A serious flaw in the Income Tax Return (ITR) utility for FY 2024–25 could disrupt House Rent Allowance (HRA) claims for lakhs of salaried taxpayers, warned Chartered Accountant Himank Singla. The issue stems from the ITR portal prompting users to enter their “Place of Work” instead of “Place of Residence” for computing HRA exemption under Section 10(13A).
“This is a critical error,” said Singla. “The Income Tax Act mandates that the HRA exemption is determined by the taxpayer’s residential city, not where they work. If you live in a metro city, you’re eligible for 50% your salary as an exemption; for non-metro cities, it’s 40%.”
Due to this glitch, individuals who live in metro cities but work elsewhere—or vice versa—may either overclaim or underclaim HRA, potentially triggering scrutiny or defective return notices.
“This is a textbook example of how a minor design flaw can lead to major compliance risks,” Singla said. “Until the utility is fixed, taxpayers must override the portal’s suggestion and manually calculate their exemption based on actual residence.”

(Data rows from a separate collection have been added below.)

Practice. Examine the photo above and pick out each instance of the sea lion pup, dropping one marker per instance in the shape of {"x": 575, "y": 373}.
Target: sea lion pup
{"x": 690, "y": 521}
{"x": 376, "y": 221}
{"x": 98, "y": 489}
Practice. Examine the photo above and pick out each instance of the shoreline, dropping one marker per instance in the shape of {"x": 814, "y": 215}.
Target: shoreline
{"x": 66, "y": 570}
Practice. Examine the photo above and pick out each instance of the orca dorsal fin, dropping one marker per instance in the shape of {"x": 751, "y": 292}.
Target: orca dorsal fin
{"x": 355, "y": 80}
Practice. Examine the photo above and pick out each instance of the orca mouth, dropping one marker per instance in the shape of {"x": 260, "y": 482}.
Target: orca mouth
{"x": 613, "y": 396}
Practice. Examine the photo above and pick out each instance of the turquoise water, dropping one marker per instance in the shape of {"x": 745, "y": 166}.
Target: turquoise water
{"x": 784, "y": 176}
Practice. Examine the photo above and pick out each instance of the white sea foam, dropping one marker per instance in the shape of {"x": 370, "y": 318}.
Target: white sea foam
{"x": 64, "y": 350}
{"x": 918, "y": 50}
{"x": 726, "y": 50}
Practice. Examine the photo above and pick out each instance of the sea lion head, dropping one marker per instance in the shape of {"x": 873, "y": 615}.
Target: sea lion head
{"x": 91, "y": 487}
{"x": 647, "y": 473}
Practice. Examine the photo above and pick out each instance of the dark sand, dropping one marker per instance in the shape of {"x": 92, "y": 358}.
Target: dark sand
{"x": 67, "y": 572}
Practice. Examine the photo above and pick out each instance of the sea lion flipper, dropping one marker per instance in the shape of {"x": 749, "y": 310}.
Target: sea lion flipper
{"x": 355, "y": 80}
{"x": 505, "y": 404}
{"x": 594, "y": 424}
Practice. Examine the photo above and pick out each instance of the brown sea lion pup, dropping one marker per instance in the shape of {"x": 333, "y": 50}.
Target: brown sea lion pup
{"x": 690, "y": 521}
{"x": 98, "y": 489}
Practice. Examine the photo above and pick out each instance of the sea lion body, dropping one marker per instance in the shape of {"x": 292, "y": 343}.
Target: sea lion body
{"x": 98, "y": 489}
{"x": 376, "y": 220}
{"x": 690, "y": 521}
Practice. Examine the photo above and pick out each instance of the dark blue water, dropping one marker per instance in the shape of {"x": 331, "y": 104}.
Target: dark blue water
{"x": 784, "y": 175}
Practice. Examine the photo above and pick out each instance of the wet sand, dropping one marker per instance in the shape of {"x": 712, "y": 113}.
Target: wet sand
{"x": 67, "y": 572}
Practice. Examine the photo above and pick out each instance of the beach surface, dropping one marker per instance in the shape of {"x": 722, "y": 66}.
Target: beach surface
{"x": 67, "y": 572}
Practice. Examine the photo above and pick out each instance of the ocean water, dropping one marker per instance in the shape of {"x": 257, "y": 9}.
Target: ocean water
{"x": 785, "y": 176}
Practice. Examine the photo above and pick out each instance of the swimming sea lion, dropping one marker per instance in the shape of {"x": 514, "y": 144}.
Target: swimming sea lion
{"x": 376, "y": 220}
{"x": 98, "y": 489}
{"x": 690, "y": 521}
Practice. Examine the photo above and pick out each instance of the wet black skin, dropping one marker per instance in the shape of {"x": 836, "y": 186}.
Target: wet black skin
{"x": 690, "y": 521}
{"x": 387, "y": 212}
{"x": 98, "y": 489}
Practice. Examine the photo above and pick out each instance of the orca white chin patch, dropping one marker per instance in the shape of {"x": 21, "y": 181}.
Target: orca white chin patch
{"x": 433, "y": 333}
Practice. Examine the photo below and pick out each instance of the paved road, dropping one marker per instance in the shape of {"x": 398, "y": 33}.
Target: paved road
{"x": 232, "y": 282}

Singla urged the Income Tax Department to rectify the issue immediately to avoid widespread filing errors, especially as the deadline approaches.
Understanding HRA exemption under Section 10(13A)

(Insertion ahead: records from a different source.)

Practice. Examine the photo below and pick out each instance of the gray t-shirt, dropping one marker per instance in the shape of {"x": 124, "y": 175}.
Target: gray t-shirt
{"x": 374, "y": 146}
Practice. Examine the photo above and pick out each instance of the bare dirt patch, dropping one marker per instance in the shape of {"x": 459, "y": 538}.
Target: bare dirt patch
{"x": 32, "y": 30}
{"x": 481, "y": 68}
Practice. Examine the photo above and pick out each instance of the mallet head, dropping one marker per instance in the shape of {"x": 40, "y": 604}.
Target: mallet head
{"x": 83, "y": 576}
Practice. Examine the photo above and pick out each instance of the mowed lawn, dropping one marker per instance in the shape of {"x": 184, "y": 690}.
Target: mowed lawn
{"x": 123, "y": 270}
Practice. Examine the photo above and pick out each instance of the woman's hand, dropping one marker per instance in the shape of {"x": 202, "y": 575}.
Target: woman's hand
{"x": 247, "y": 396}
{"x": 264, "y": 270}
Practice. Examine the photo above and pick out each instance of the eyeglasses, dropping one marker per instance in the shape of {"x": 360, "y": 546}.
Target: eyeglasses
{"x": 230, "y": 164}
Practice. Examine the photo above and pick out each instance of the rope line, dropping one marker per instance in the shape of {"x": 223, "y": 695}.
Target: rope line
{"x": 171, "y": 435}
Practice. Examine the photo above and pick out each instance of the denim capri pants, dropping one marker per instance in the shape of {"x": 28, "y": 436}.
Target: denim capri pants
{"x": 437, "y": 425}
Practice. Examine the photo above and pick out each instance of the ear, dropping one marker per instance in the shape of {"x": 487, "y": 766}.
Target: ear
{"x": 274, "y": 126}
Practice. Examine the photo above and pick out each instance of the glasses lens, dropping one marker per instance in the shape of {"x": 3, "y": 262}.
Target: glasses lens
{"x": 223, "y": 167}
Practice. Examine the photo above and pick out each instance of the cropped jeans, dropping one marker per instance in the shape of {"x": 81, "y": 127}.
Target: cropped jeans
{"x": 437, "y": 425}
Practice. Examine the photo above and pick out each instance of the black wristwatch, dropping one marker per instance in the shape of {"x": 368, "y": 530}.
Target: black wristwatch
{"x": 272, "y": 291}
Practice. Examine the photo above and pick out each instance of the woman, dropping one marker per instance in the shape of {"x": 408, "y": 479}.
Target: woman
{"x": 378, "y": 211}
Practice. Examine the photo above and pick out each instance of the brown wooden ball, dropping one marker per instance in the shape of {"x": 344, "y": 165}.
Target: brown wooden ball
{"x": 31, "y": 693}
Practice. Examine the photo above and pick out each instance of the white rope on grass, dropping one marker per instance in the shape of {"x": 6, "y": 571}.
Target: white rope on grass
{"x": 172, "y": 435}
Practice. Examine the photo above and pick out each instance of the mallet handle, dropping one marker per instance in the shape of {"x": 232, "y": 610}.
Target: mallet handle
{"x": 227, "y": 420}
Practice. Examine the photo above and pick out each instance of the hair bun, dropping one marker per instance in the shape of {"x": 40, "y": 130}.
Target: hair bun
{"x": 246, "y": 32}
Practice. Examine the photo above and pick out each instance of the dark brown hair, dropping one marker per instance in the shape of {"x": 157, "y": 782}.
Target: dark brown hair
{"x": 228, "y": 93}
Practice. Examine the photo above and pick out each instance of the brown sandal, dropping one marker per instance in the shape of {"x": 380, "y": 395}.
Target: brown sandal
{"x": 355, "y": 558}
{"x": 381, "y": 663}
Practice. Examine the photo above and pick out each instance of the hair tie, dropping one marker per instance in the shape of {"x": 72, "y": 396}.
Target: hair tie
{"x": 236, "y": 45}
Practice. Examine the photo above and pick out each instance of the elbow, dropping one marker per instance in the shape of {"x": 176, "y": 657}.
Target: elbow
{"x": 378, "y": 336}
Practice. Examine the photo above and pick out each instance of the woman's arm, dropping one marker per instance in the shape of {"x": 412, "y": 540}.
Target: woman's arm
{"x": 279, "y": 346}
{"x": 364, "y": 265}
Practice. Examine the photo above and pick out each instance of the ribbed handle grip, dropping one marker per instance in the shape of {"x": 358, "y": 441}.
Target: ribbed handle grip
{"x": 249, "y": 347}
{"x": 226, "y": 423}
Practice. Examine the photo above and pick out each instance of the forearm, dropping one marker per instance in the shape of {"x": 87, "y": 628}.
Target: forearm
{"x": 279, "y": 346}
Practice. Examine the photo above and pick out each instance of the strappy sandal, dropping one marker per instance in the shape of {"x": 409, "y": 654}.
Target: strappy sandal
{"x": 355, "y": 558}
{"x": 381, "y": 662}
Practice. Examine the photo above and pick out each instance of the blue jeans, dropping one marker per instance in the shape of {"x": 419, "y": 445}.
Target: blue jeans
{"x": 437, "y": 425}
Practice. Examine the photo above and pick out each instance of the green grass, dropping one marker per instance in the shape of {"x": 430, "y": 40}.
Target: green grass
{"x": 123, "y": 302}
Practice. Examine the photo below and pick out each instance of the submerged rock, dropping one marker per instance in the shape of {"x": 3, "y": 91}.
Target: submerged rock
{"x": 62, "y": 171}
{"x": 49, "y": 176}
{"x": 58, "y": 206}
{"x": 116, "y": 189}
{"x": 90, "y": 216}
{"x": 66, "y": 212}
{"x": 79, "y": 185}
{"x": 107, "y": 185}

HRA is a part of a salaried employee’s income, meant to help cover rental expenses. While fully taxable by default, partial or full exemption can be claimed under Section 10(13A)—but only under the old tax regime. No exemption is allowed if you live in your own house or opt for the new tax regime.
The exempt amount is the least of the following:
Actual HRA received
50% of salary (metro cities) or 40% (non-metros)
Rent paid minus 10% of salary
Here, salary includes basic pay, dearness allowance (if part of retirement benefits), and commission (if based on turnover).
This exemption is widely used by salaried individuals, but several conditions must be met. You must:
Be salaried and receive HRA
Live in rented accommodation
Maintain valid rent receipts and proof of rent payments
If rent exceeds Rs 1 lakh per annum, quoting the landlord’s PAN is mandatory.
Example Calculation
Suppose you live in Delhi, earn Rs 25,000 basic and Rs 2,000 DA, and pay Rs 10,000/month in rent. Over the year, your actual rent is Rs 1.2 lakh. The HRA exemption will be the lowest of:
HRA received (say Rs 1 lakh)
50% of salary: Rs 1.62 lakh
Rent paid minus 10% of salary: Rs 87,600
In this case, only Rs 87,600 is exempt, and the balance HRA is taxable under the old regime. Under the new regime, the entire Rs 1 lakh is taxable.
Documents required to claim HRA exemption
While supporting documents are not filed with your ITR, they must be preserved for employer verification and departmental inquiries. Key documents include:
Rent receipts for the applicable financial year
Rental agreement as proof of tenancy
Form 12BB, which declares your HRA claim to your employer
Bank statement or payment proof showing rent transfers
Salary slip reflecting the HRA component
PAN of landlord, if annual rent exceeds Rs 1 lakh
If the landlord doesn’t have a PAN, a self-declaration is required as per CBDT Circular No. 8/2013 dated 10 October 2013. Failure to provide these may lead to denial of exemption during scrutiny.